Milliardenverlust: Rot-Grün versenkt Baden-Württemberg

Die Bilanz der rot-grünen Regierung in Baden-Württemberg ist ein fiskalpolitisches Fiasko. Im Haushalt fehlt per Ende Juni eine Milliarde Euro. Der Abstand zu Bayern wächst – und die Regierung weiß nicht, wo sie mit dem Sparen beginnen könnte.

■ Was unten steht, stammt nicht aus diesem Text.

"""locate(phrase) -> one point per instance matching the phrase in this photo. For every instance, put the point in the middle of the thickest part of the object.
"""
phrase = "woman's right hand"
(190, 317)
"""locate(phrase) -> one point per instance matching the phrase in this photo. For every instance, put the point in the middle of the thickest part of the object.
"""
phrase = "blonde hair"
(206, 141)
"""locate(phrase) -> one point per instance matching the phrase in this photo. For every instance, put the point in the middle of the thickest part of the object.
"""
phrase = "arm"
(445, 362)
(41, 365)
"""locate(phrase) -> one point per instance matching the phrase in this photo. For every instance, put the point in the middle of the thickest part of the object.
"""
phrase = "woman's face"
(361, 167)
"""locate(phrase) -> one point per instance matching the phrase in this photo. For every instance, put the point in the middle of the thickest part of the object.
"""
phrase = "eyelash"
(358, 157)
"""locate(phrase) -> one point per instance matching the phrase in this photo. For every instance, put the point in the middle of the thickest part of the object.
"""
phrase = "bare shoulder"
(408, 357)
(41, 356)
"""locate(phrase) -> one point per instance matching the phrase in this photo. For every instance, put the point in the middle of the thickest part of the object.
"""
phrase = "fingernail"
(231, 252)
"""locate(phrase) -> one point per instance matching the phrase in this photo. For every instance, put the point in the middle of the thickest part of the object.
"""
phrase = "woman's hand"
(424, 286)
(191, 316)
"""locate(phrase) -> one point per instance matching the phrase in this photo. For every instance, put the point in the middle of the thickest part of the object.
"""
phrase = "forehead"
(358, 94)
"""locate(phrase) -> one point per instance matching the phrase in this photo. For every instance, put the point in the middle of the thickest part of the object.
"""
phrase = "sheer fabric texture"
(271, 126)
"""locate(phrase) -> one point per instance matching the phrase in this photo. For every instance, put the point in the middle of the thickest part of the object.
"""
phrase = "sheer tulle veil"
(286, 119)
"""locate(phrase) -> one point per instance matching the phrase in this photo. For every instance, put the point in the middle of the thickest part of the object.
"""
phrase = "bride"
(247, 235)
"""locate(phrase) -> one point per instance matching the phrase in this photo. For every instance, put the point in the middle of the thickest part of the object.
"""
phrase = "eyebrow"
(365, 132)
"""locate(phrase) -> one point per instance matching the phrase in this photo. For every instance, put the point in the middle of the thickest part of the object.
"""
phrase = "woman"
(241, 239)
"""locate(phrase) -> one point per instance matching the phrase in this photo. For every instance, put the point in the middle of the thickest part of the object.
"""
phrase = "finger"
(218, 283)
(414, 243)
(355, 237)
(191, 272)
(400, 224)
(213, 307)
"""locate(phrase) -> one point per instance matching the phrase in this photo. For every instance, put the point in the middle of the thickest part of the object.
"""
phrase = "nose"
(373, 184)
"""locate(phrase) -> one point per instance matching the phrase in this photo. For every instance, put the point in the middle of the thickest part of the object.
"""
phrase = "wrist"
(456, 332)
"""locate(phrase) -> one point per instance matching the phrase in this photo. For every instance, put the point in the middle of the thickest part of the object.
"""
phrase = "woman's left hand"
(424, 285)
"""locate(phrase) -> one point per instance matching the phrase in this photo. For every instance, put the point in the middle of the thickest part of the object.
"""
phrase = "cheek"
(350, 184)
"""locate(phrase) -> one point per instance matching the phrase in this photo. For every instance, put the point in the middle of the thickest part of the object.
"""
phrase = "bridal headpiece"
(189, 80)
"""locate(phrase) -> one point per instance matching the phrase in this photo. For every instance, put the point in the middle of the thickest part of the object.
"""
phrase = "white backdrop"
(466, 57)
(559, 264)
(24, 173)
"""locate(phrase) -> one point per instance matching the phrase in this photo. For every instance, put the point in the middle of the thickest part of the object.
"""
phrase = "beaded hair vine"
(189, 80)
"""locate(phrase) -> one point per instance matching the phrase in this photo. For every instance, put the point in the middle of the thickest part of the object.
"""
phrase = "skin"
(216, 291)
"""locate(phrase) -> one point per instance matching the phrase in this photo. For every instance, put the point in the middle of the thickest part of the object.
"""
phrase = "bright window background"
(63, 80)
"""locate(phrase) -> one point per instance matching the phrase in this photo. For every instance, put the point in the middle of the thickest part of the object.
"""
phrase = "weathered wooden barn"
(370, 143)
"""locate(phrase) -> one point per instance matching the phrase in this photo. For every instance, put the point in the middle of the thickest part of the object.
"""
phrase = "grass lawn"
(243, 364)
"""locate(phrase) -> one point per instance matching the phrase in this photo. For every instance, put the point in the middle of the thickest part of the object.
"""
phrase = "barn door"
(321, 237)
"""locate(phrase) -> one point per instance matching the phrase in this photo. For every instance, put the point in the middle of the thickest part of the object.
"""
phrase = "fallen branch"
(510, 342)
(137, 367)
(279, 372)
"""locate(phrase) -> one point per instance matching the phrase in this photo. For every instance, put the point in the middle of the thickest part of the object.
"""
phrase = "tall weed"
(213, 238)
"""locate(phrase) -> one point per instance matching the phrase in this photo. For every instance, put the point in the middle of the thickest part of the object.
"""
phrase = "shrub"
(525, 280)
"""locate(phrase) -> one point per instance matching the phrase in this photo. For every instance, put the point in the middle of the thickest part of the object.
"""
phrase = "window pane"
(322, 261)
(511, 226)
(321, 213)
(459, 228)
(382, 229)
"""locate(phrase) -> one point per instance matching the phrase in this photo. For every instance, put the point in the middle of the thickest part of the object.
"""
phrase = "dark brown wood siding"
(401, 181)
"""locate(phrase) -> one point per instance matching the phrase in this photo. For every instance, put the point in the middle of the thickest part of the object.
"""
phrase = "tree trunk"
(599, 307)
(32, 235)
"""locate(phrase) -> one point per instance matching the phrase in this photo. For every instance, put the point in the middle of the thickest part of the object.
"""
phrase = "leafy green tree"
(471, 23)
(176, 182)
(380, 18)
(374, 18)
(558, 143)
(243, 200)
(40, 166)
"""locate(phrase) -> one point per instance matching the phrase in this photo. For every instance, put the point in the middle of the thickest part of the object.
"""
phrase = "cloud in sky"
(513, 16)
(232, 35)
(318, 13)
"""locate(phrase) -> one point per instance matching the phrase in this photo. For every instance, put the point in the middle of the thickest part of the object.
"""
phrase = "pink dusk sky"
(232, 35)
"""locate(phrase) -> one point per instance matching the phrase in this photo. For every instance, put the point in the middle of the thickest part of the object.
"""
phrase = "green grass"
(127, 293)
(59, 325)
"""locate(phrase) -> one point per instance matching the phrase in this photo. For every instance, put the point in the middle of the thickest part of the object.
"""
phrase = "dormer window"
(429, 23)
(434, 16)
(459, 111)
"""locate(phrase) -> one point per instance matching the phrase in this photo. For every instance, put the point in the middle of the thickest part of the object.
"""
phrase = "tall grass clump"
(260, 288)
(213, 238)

Die schwäbische Hausfrau kann mit Ministerpräsident Winfried Kretschmann nicht zufrieden sein: Dem Land Baden-Württemberg fehlt im ersten Halbjahr 2013 eine Milliarde Euro. (Foto: Landesregierung BW)

Die schwäbische Hausfrau kann mit Ministerpräsident Winfried Kretschmann nicht zufrieden sein: Dem Land Baden-Württemberg fehlt im ersten Halbjahr 2013 eine Milliarde Euro. (Foto: Landesregierung BW)

Wie der neue Zensus bringt auch die neue Übersicht des Bundesfinanzministeriums hinsichtlich der Haushaltsfinanzen der deutschen Bundesländer einige Überraschungen mit sich. Nicht Berlin steht diesmal im Vordergrund der schlechten Haushälter. Vielmehr ist es Baden-Württemberg.

Die rot-grüne Regierung hat es hier geschafft, bis Ende Juni ein Minus von 1,053 Milliarden Euro zu erwirtschaften, so das Bundesfinanzministerium. Noch schlechter war nur NRW. Berlin konnte nämlich bis Ende Juni überraschender Weise sogar ein Plus von 730 Millionen Euro vorweisen. Insgesamt verbuchten die Bundesländer bis Ende Juni zusammen einen Überschuss von 94 Millionen Euro. Ein Jahr zuvor war es noch ein Minus von 2,7 Milliarden Euro.